You can customize the position, size, and docking status of the Glyph Editor, Layers Panel, Attributes Panel, and Scales Panel. Click the dock status icon in the top right corner of each view to toggle its docking status. When the view is undocked, you can change its position and size.
Help Menu
Click the help icon in the top right corner to reveal links to several resources, including a link to this Getting Started page, the Example Gallery, a link to create an issue in Github repository.
Preparing Data
Charticulator supports datasets in CSV, JSON formats. For CSV Charticulator expects that the first row contains the column names. For JSON format it expects array of objects without nested objects.
Example of JSON array:
[
{
"Name":"chevrolet chevelle malibu",
"Miles_per_Gallon":18,
"Cylinders":8,
"Displacement":307,
"Horsepower":130,
"Weight_in_lbs":3504,
"Acceleration":12,
"Year":"1970-01-01",
"Origin":"USA"
},
{
"Name":"buick skylark 320",
"Miles_per_Gallon":15,
"Cylinders":8,
"Displacement":350,
"Horsepower":165,
"Weight_in_lbs":3693,
"Acceleration":11.5,
"Year":"1970-01-01",
"Origin":"USA"
}
]
More examples can me found in Vega repository
For CSV format Charticulator is designed to support both the wide and narrow format of a data table.
Narrow
The table below shows (in narrow form) the market share of mobile operating systems from one year to the next.
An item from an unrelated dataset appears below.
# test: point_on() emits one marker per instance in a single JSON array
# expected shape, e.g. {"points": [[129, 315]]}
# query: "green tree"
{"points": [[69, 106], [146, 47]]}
Year | OperatingSystem | MarketShare |
---|---|---|
2009 | iOS | 59.35 |
2009 | Android | 5.58 |
2009 | Symbian | 2.5 |
2010 | iOS | 40.77 |
2010 | Android | 16.97 |
... | ... | ... |
Wide
The table below shows (in wide form) the world population by gender and age. Because a glyph represents one data row, you need to use a data-driven guide to position multiple marks based on numerical data values in a glyph.
Age | Female | Male |
---|---|---|
0-4 | 327.601 | 350.321 |
5-9 | 316.714 | 338.892 |
10-14 | 301.011 | 322.363 |
15-19 | 288.482 | 308.333 |
20-24 | 287.820 | 306.100 |
... | ... | ... |
Data for Links
To draw charts with the links between glyphs, you will need two data tables: one for nodes/entities and another for links/relationships between nodes. For example, to draw the arc chart below (character co-ocurrence in Les Miserables), you will need one table for the characters and another for their co-occurrences.
Charticulator expects the nodes table to contain an id
column and the links table to contain source_id
and target_id
columns, which refer to the id
s in the nodes table, as illustrated below. Note that these column names are case sensitive.
id | Name | Group |
---|---|---|
Myriel | Myriel | G01 |
Napoleon | Napoleon | G01 |
Valjean | Valjean | G02 |
Marguerite | Marguerite | G03 |
... | ... | ... |
source_id | target_id | Strength |
---|---|---|
Napoleon | Myriel | 1 |
Valjean | Myriel | 5 |
Marguerite | Valjean | 1 |
... | ... | ... |
Loading Data
When you launch Charticulator, it automatically invokes the "New" chart command. Because you need to load data in order to create a chart, the New chart panel lets you select data files. You can click the button or drag a CSV file into the button area to open the data file.
Once you choose the data file, Charticulator previews the data and allow editing data.
Context menu allow to add/remove columns and rows.
Now you are ready to create a chart with Charticulator and follow along with community created video tutorials.
Also note that many of the charts in our gallery have an associated video of their creation process.